Geschrieben von Babette

Der Bärlauch sieht so unscheinbar aus und hat es dennoch ganz schön in sich. Die Gemüse-, Gewürz- und Heilpflanze, welche auch unter Namen wie Hexenzwiebel, Zigeunerlauch oder Waldknoblauch bekannt ist, liebt vor allem Plätze, welche schattig und feucht gelegen in den Au- und Laubwäldern sind. Entweder findet man ihn an kleinen Bächen oder ein wenig versteckt unter Sträuchern. Wer ihn optisch nicht so gut erkennt, der wird ihn erriechen können, denn er duftet lecker nach Knoblauch. Deswegen wird er auch gerne als Ersatz genommen, denn er riecht und schmeckt zwar danach, doch nach dem Verzehr hinterlässt er keinen Knobigeruch.

Woher der Name kommt

Bärlauch hat seinen Namen von den Bären erhalten. Diese haben die Pflanze nämlich sehr gerne gefressen, nachdem sie aus dem Winterschlaf erwacht sind. Sie wussten instinktiv, dass der Verzehr von Bärlauch ihren Körper nicht nur reinigt, sondern auch entschlackt und entgiftet. Diese positiven Eigenschaften haben eines Tages auch die Menschen für sich erkannt.

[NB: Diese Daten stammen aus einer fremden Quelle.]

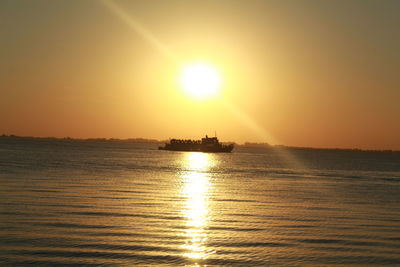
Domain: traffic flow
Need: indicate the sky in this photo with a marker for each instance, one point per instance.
(297, 73)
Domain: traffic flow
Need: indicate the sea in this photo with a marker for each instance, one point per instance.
(101, 203)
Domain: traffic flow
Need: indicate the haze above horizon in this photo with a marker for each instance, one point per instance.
(298, 73)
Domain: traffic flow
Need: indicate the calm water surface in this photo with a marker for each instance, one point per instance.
(98, 203)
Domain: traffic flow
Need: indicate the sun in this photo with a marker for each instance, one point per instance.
(200, 80)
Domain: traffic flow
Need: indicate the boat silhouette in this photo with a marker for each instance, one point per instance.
(206, 144)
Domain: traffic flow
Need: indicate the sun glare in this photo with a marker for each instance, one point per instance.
(200, 80)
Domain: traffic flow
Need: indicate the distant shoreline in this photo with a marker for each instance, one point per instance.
(253, 145)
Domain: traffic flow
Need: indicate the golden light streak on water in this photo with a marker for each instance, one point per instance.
(243, 117)
(252, 124)
(196, 190)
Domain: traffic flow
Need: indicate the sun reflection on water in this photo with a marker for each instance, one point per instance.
(196, 191)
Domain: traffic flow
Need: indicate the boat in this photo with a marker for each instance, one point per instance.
(206, 144)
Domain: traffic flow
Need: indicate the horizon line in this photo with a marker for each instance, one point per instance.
(264, 145)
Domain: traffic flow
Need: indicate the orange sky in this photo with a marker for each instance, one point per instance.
(301, 73)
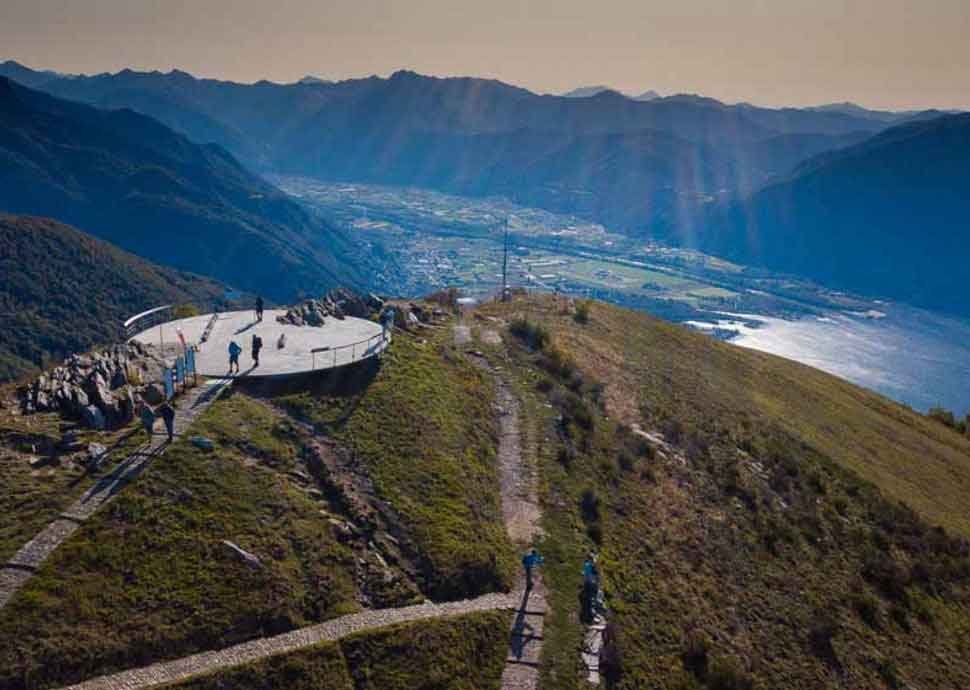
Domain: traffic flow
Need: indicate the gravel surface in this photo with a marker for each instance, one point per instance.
(520, 510)
(33, 554)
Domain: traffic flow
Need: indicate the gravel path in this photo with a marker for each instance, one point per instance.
(520, 510)
(247, 652)
(32, 555)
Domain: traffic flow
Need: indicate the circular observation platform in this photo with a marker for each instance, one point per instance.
(306, 348)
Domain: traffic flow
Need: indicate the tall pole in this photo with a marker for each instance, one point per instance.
(505, 262)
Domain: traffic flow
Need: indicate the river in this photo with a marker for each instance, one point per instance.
(919, 358)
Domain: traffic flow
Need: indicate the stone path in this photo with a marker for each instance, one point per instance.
(182, 669)
(32, 555)
(520, 512)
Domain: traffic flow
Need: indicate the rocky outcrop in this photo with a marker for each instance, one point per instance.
(101, 389)
(339, 303)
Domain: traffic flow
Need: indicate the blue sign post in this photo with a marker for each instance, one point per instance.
(169, 385)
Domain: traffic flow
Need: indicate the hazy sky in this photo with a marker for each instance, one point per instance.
(881, 53)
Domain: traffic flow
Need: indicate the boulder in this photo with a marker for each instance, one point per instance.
(242, 555)
(92, 417)
(119, 378)
(153, 394)
(96, 455)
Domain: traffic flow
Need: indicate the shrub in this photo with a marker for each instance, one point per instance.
(888, 576)
(589, 504)
(696, 651)
(820, 635)
(535, 335)
(947, 418)
(726, 674)
(867, 606)
(626, 461)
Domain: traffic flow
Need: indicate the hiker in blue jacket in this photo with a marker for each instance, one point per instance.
(234, 352)
(530, 560)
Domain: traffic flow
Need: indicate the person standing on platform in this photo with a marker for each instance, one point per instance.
(147, 416)
(234, 352)
(257, 346)
(167, 413)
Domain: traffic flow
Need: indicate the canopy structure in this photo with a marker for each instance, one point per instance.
(301, 349)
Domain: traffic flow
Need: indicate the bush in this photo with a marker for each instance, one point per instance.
(184, 311)
(888, 576)
(727, 674)
(947, 418)
(867, 606)
(535, 335)
(820, 635)
(696, 651)
(589, 505)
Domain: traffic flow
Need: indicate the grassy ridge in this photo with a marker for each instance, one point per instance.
(456, 653)
(148, 577)
(769, 550)
(424, 430)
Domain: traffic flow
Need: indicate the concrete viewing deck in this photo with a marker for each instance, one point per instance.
(347, 341)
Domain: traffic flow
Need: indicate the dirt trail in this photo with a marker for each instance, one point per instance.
(520, 510)
(521, 513)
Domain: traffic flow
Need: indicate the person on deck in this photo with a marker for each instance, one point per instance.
(257, 346)
(234, 352)
(167, 413)
(530, 560)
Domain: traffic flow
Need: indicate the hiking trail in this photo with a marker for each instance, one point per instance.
(23, 564)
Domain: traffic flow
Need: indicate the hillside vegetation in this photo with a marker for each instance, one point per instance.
(449, 654)
(63, 291)
(130, 180)
(886, 217)
(761, 524)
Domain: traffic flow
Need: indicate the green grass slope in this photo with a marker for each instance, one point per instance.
(148, 577)
(63, 291)
(798, 531)
(449, 654)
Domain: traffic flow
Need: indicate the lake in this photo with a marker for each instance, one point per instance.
(919, 358)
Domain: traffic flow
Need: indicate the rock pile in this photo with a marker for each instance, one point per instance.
(101, 389)
(339, 303)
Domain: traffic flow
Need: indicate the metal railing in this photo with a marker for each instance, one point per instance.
(358, 351)
(147, 319)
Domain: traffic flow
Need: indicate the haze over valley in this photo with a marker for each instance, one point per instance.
(543, 346)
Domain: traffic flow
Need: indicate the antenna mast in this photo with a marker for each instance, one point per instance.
(505, 263)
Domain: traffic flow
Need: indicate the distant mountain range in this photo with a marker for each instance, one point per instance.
(676, 168)
(587, 91)
(63, 291)
(889, 216)
(130, 180)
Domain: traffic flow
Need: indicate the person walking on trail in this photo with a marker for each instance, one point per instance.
(234, 352)
(530, 560)
(147, 416)
(167, 413)
(257, 346)
(591, 585)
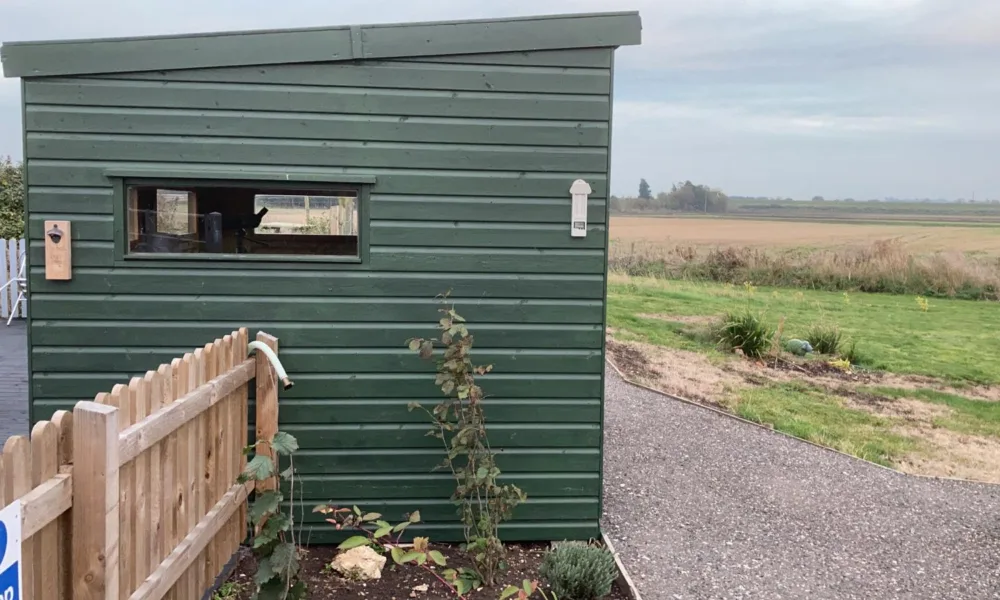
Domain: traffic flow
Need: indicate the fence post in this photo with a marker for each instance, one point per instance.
(267, 405)
(95, 502)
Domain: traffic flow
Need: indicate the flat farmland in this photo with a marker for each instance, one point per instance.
(744, 232)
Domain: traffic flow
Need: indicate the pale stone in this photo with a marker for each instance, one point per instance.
(359, 564)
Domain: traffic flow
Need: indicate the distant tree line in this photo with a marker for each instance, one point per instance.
(682, 197)
(11, 199)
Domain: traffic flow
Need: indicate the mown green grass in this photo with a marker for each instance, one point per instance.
(812, 415)
(973, 417)
(956, 340)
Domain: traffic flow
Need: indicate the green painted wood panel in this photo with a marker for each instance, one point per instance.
(436, 512)
(347, 360)
(469, 193)
(411, 436)
(116, 120)
(234, 283)
(85, 254)
(364, 385)
(510, 210)
(533, 531)
(252, 151)
(571, 31)
(482, 260)
(438, 485)
(178, 52)
(291, 98)
(390, 181)
(500, 410)
(95, 201)
(593, 58)
(160, 311)
(406, 75)
(287, 46)
(84, 227)
(73, 333)
(482, 235)
(384, 258)
(513, 460)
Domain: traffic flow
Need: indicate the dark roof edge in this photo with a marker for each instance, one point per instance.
(394, 40)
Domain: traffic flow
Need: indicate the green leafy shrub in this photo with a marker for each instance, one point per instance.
(460, 423)
(746, 331)
(11, 199)
(577, 571)
(825, 339)
(271, 530)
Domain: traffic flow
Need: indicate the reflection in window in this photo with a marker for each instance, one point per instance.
(242, 220)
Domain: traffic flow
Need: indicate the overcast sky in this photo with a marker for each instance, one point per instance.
(859, 98)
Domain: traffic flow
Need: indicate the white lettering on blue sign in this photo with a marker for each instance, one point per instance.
(10, 552)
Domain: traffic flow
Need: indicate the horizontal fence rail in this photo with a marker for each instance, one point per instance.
(133, 496)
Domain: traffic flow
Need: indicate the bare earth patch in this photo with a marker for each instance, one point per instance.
(684, 319)
(943, 453)
(689, 375)
(953, 455)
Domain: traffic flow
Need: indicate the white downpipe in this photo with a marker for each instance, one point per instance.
(273, 359)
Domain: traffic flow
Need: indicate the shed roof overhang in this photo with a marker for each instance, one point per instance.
(286, 46)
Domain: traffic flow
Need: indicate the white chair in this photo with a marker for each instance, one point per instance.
(22, 288)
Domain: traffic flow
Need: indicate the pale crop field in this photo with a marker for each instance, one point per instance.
(711, 232)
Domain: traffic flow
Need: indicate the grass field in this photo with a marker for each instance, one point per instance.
(925, 399)
(938, 261)
(771, 234)
(838, 209)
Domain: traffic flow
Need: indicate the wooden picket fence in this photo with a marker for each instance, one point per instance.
(134, 495)
(12, 255)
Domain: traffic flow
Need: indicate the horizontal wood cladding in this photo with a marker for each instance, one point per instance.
(183, 122)
(290, 46)
(348, 360)
(483, 235)
(593, 58)
(479, 209)
(96, 201)
(403, 75)
(91, 173)
(414, 386)
(515, 531)
(434, 512)
(438, 485)
(305, 289)
(383, 258)
(524, 460)
(481, 260)
(316, 99)
(74, 333)
(253, 151)
(471, 158)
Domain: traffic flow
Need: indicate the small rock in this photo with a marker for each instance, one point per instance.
(359, 564)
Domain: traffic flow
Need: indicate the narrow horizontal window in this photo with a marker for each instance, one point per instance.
(242, 220)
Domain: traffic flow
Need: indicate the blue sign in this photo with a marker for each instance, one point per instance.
(10, 552)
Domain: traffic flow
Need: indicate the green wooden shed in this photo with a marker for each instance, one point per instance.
(325, 185)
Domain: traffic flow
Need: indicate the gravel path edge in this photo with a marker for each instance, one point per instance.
(730, 415)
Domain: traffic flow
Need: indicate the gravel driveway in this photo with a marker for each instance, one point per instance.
(703, 506)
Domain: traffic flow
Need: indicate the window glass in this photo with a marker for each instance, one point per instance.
(242, 220)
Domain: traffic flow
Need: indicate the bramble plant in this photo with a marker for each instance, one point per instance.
(459, 422)
(274, 543)
(385, 539)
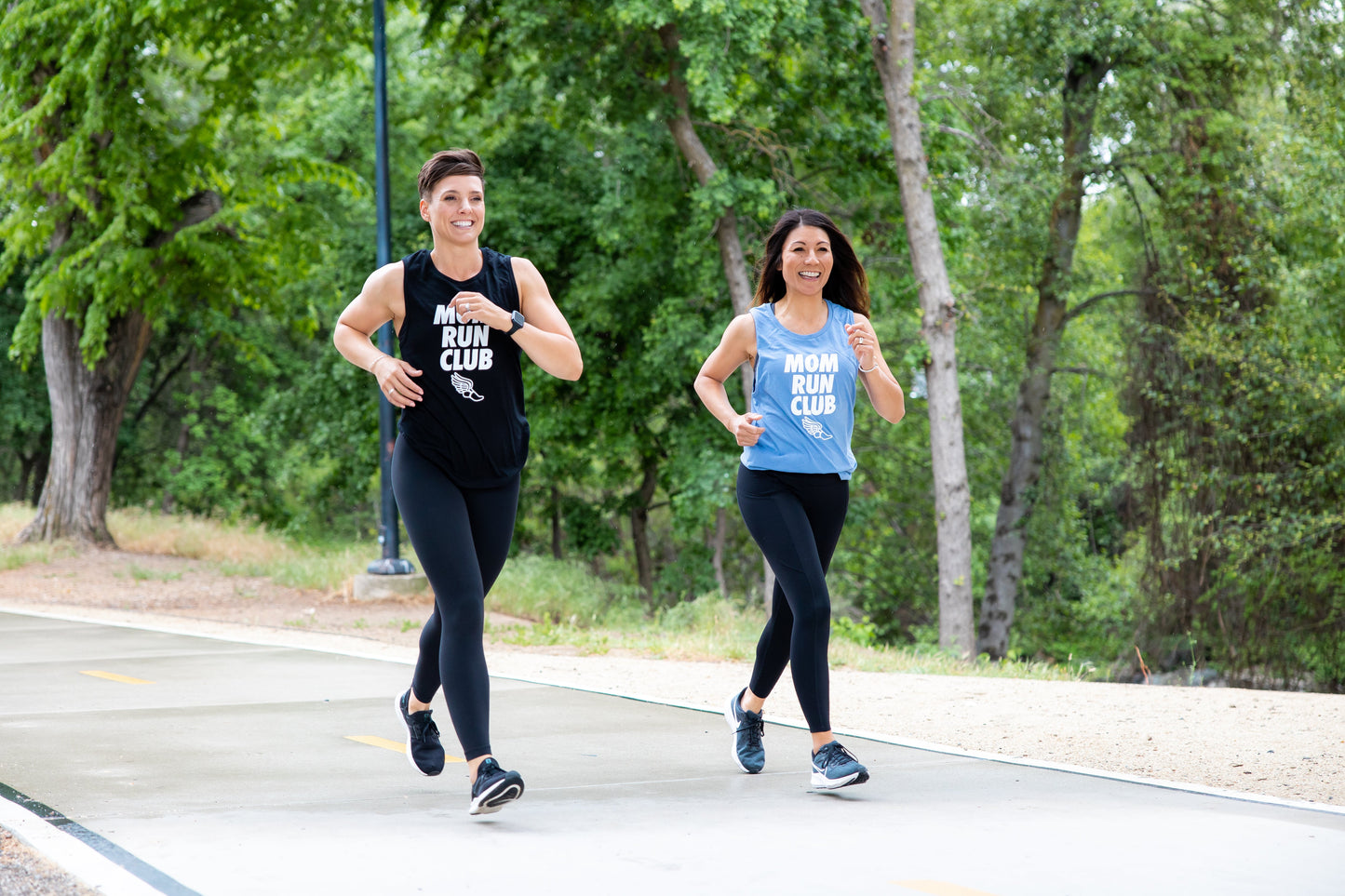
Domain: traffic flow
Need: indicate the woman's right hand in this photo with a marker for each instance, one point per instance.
(395, 381)
(744, 429)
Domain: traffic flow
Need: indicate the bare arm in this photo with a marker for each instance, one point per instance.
(736, 347)
(381, 301)
(882, 388)
(546, 337)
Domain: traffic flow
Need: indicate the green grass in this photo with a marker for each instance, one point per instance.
(564, 602)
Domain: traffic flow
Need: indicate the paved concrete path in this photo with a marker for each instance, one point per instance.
(177, 765)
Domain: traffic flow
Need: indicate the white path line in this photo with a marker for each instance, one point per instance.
(339, 645)
(72, 854)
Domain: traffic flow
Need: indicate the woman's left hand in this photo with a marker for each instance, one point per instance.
(865, 343)
(472, 307)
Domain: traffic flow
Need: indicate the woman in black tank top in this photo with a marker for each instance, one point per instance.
(464, 315)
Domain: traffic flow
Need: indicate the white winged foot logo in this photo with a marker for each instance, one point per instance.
(467, 389)
(815, 429)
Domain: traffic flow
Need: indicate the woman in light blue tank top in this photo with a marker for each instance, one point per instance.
(809, 341)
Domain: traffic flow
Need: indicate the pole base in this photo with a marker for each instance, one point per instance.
(387, 587)
(390, 567)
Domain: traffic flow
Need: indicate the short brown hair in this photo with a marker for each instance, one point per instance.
(446, 165)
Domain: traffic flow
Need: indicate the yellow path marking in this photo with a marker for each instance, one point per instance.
(940, 889)
(124, 679)
(396, 745)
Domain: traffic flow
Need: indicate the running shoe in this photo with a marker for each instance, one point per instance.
(836, 767)
(494, 787)
(748, 730)
(424, 750)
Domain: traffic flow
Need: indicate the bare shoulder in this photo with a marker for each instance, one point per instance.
(526, 274)
(386, 281)
(741, 329)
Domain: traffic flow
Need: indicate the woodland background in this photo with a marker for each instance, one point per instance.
(205, 171)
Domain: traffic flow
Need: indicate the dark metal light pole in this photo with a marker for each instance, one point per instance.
(390, 563)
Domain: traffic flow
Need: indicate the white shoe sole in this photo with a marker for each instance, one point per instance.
(822, 782)
(495, 798)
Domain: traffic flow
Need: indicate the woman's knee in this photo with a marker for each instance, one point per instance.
(462, 615)
(813, 612)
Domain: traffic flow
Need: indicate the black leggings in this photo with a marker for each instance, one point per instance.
(462, 537)
(797, 519)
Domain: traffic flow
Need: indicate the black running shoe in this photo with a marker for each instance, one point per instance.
(424, 751)
(836, 767)
(494, 787)
(748, 728)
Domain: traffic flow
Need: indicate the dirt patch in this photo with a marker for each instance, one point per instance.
(1270, 742)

Gesunde Blätter aus der Natur

Wie bereits erwähnt schmeckt Bärlauch nicht nur, er ist auch gesund. Ähnlich wie der Knoblauch wirkt er gegen Erkältungen. Die Sulfide, die für den Geschmack der Blätter verantwortlich sind, verwandeln sich nämlich in Allicin, wenn sie verarbeitet werden. Dies wiederum hat die geschätzte antibakterielle Wirkung, weswegen es empfohlen wird, Bärlauch bei solchen Erkrankungen zu sich zu nehmen. Doch auch Herz-Kreislauf-Probleme können mit dem regelmäßigen Verzehr gelindert werden, ebenso wie Magen-Darm-Erkrankungen wie Völlegefühl, Blähungen oder Magenkrämpfe. Sieht man von den konkreten Punkten ab, so lohnt sich ein Blick auf die Nährstoffe, die im Bärlauch enthalten sind. Er ist reich an Vitamin C, Mangan, Magnesium und Eisen. So werden die Muskeln unterstützt und der Körper vor freien Radikalen geschützt, welche sonst unter anderem für Krebs verantwortlich sein können.